Dutch Estuary Scene with Shipping
Oil on panel
10.5 x15.5 inches
Signed

Dutch Estuary Scene with Shipping
Oil on panel
10.5 x15.5 inches
Signed
Gabriel was born in Amsterdam, the son of the sculptor and painter, Paul Joseph Gabriel. From 1840 until 1843 he was educated at the State Academy of Fine Arts in Amsterdam, where he was a pupil of Louis Zocher. The following year he went to the German town of Cleves, where Barend Cornelis Koekkoek had founded a drawing academy. Later he returned to the Netherlands and studied with Cornelis Lieste in Haarlem.
In 1853 Gabriel moved to Oosterbeek, where landscape painter Johannes Bilders had gathered around him many young painters. The members of this group would later become central figures in the Hague School. Gabriel was also influenced by the painters of the Barbizon School.
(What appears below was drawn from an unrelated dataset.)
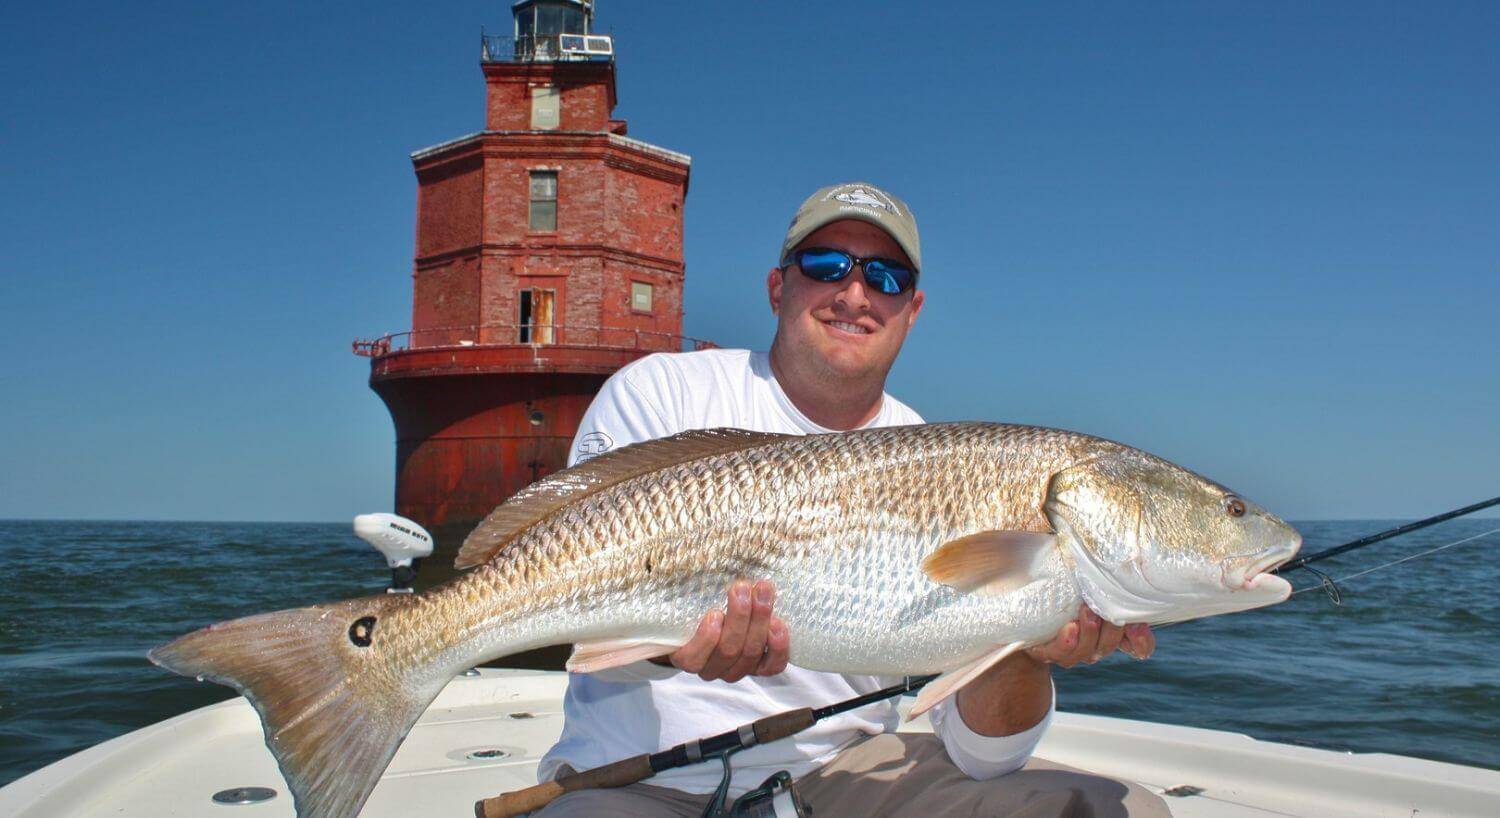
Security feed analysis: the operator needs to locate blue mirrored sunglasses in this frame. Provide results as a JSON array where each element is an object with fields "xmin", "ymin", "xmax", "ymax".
[{"xmin": 780, "ymin": 247, "xmax": 919, "ymax": 296}]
Gabriel’s paintings stand out from the ‘grey tones’ for which the Hague School was famous because of his clear use of color.
From 1862 onwards, Gabriel regularly embarked on study trips around the Netherlands: first to Arnhem and Oosterbeek, in 1866 to Veenendaal, in the seventies to Abcoude and Vreeland, and from 1875 to the lakes around Nieuwkoop. He settled in Scheveningen, where he bought a house next to his student Geesje Mesdag-van Calcar.
Museums purchased some of his important pieces, including ‘The Pottery in Kampen’, purchased by the Gemeentemuseum Den Haag in 1890.
Gabriel died 23 August 1903 in his home in Scheveningen.